Thanks for the comment! I agree the instrumental goal-guarding motivation is a promising direction, and avoids the problems of having two, competing terminal goals.
There are two advantages the terminal reward-seeking spillway motivation has:
Teaching the model to protect its current values by training-gaming might also teach it to training-game in general. If the model is actively reasoning about goal-guarding, it might be more likely to protect misaligned values.
More tentatively, reward-seeking motivations might give developers a useful mechanism of control if developers fail to instill the right values. As long as the model is primarily motivated by reward-seeking, it’s disincentivized from doing things that would endanger its reward, like attempting takeover. This is true even if the model’s other motivations are more dangerous (e.g., long-term power seeking). Reward-seeking models are also safer because they’re easily noticeable and unlikely to collude. Conversely, if developers instead try to make the model goal-guard instrumentally but it’s misaligned, then we might get a schemer with long-term values. This might make the model more likely to takeover and collude with other instances of itself.

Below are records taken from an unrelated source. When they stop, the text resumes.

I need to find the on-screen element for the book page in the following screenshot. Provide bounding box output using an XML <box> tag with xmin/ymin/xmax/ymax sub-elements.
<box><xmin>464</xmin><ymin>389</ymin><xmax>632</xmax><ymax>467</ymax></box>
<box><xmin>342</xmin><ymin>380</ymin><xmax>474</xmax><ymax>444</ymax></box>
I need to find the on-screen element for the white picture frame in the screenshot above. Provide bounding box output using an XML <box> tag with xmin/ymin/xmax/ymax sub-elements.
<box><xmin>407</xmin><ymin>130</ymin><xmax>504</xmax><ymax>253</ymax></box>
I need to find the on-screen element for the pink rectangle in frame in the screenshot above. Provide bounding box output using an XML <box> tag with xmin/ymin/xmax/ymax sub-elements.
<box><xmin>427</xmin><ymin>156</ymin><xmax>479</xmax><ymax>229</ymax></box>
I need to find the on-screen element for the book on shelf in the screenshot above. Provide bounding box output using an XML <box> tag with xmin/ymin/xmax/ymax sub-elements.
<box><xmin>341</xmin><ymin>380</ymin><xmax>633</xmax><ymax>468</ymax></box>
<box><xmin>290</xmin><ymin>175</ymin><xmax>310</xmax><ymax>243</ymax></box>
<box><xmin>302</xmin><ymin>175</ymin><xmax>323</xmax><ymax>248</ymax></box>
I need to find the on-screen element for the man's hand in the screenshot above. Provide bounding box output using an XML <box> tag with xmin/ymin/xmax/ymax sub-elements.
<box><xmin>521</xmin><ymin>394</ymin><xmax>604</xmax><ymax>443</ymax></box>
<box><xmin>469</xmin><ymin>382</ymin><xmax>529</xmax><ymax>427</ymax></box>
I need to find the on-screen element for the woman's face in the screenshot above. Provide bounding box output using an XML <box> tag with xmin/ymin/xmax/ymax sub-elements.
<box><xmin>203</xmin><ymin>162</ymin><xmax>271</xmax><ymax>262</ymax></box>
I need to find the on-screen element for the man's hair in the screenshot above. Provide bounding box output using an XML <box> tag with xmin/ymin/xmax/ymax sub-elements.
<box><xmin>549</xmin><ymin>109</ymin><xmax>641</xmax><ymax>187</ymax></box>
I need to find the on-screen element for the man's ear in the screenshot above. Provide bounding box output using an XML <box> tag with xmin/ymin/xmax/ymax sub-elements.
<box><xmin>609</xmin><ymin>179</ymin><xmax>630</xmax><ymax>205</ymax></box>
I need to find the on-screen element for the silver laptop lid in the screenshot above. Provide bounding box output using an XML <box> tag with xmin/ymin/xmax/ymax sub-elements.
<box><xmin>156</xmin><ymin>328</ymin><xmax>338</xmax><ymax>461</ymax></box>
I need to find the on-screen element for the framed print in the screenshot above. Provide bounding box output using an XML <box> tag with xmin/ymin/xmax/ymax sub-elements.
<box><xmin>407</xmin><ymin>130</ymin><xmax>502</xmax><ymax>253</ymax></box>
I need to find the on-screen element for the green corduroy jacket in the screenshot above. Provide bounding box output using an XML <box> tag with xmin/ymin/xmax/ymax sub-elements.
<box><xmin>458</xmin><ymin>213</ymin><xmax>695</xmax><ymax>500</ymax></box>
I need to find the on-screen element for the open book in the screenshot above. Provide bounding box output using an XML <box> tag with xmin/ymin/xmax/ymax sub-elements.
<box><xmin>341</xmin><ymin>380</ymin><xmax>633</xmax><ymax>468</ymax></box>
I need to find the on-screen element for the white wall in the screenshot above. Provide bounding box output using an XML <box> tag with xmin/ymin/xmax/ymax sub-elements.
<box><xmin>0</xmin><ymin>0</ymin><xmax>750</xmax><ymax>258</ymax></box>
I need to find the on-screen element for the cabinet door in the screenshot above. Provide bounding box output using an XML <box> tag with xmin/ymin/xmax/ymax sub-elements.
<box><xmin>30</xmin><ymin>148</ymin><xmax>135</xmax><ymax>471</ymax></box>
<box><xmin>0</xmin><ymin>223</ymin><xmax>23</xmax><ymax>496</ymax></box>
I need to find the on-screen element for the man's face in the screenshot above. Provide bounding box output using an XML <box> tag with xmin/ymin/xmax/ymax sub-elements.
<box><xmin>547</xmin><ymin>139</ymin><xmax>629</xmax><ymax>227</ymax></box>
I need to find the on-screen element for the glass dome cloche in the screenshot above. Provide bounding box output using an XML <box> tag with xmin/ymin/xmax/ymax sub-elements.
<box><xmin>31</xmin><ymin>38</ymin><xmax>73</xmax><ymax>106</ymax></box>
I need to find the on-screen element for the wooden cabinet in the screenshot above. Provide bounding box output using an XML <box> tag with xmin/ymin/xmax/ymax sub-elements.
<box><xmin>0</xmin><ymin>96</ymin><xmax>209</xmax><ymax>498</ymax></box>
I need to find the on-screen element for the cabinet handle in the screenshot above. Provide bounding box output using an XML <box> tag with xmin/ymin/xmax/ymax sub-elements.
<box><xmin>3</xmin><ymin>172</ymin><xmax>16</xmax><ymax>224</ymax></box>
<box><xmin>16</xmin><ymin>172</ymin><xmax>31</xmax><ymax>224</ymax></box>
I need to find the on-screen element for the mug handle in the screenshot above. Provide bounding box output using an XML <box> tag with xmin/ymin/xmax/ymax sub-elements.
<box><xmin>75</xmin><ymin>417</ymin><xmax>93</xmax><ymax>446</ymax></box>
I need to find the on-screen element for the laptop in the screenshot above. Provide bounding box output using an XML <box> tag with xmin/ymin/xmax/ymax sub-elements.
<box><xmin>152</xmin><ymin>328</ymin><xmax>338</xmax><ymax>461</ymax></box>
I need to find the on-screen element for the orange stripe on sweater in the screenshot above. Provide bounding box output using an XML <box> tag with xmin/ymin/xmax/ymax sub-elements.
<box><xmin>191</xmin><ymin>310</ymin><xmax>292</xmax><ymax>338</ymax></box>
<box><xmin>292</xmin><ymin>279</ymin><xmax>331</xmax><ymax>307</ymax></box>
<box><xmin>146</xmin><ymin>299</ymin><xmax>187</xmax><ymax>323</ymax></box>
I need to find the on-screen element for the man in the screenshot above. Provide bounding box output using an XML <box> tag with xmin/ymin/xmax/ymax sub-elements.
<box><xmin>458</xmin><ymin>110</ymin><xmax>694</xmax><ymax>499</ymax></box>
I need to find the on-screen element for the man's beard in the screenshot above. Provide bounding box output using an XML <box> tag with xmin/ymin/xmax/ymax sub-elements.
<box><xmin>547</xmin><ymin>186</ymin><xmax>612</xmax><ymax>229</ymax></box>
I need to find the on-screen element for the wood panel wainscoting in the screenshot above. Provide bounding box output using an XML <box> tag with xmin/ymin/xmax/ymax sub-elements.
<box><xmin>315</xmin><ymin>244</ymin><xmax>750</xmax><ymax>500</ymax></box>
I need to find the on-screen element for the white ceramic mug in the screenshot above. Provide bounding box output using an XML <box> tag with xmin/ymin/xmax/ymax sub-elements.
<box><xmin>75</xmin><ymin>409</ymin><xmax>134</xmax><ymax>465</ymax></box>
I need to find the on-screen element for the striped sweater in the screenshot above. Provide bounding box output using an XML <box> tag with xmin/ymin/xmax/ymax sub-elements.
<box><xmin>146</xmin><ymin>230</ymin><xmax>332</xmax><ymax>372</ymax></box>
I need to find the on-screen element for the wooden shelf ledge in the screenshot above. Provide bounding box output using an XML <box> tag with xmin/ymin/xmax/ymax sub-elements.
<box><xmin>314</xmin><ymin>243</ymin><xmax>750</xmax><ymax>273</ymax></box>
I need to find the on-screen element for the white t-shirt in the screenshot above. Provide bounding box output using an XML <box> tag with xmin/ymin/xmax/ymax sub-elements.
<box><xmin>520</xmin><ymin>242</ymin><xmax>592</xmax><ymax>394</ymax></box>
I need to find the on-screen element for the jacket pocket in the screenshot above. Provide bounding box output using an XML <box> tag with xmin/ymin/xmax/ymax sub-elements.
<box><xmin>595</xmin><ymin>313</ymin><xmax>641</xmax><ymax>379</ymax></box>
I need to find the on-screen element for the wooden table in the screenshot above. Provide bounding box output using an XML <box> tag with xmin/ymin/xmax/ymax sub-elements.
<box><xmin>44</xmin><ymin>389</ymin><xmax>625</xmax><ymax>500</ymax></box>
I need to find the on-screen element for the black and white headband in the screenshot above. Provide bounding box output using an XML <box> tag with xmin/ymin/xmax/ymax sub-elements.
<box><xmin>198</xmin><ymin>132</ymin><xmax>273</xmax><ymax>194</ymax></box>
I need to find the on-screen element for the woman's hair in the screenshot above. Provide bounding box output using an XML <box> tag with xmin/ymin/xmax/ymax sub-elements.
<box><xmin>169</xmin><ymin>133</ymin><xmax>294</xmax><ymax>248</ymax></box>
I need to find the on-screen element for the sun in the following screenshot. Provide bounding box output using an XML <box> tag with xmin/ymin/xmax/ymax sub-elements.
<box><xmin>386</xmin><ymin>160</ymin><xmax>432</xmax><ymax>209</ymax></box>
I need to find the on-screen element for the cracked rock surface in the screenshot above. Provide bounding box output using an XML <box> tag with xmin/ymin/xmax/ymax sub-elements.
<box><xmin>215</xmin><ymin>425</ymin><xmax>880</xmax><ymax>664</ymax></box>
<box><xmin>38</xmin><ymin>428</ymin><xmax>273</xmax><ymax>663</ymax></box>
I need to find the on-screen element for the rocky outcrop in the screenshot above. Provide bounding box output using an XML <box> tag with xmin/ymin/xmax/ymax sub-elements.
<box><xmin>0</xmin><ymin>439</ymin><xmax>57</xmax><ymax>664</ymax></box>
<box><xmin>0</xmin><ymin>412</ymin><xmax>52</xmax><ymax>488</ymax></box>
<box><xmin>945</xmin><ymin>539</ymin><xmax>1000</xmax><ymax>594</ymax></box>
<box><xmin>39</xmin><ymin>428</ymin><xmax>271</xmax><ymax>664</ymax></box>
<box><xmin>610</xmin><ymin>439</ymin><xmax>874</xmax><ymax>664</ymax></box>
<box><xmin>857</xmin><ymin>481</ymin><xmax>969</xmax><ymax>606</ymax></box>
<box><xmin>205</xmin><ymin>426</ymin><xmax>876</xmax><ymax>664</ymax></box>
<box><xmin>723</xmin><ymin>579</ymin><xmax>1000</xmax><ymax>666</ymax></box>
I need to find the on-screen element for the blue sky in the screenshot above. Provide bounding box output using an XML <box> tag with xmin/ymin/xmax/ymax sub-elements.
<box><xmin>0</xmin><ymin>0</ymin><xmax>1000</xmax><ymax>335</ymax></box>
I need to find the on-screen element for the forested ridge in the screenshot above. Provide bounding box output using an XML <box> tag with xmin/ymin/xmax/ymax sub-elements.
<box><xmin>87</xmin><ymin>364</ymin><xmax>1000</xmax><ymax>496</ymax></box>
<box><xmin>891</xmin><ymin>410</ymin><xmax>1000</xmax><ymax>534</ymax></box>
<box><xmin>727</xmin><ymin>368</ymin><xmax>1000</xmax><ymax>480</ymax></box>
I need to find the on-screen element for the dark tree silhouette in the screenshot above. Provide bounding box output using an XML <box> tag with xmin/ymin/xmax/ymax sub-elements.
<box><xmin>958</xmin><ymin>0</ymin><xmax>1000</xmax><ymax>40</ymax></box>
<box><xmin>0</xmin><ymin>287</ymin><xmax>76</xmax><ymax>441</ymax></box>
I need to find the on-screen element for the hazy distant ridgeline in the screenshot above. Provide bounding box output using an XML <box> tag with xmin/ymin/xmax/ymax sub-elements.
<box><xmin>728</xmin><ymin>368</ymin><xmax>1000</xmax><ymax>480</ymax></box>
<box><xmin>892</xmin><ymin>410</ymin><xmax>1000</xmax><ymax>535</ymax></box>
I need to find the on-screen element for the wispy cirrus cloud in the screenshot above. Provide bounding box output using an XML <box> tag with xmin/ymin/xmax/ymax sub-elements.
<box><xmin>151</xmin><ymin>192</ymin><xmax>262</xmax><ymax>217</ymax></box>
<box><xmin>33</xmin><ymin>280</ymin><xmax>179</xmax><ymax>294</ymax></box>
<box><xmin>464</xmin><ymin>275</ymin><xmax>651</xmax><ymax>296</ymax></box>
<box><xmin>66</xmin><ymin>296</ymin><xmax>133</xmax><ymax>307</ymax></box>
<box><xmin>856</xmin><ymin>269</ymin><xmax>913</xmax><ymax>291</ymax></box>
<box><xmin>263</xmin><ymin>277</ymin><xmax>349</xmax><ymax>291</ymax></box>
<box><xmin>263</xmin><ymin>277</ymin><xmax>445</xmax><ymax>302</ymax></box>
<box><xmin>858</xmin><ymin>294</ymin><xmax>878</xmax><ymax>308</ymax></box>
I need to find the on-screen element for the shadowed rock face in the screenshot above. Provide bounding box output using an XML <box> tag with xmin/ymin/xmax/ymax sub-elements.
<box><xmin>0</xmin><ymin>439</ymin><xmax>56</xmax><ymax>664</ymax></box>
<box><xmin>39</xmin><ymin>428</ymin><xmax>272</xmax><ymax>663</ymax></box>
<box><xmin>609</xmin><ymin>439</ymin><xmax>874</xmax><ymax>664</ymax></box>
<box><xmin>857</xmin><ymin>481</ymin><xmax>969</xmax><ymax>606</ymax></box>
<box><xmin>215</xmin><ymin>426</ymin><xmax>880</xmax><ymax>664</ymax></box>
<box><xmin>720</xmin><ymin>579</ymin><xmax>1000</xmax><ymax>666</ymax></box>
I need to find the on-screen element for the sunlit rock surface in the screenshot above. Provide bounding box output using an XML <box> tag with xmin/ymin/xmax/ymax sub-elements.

It’s not clear how to balance these considerations against the disadvantages you raise. I’m pretty uncertain, and would like to see more empirical testing of this.
A third option to make models more coherent in deployment, other than integrating the reward hacking into the main persona or making the model situationally aware, is to intentionally separate the reward-hacking motivation from the HHH motivation. In deployment, we just don’t activate the reward-hacking motivation.
Inoculation prompting might do something like this. Another solution could be make the model directly reward-seek in some distributions and not reward-seek when it already has maximum reward (and so is satiated). This is what we propose in spillway design.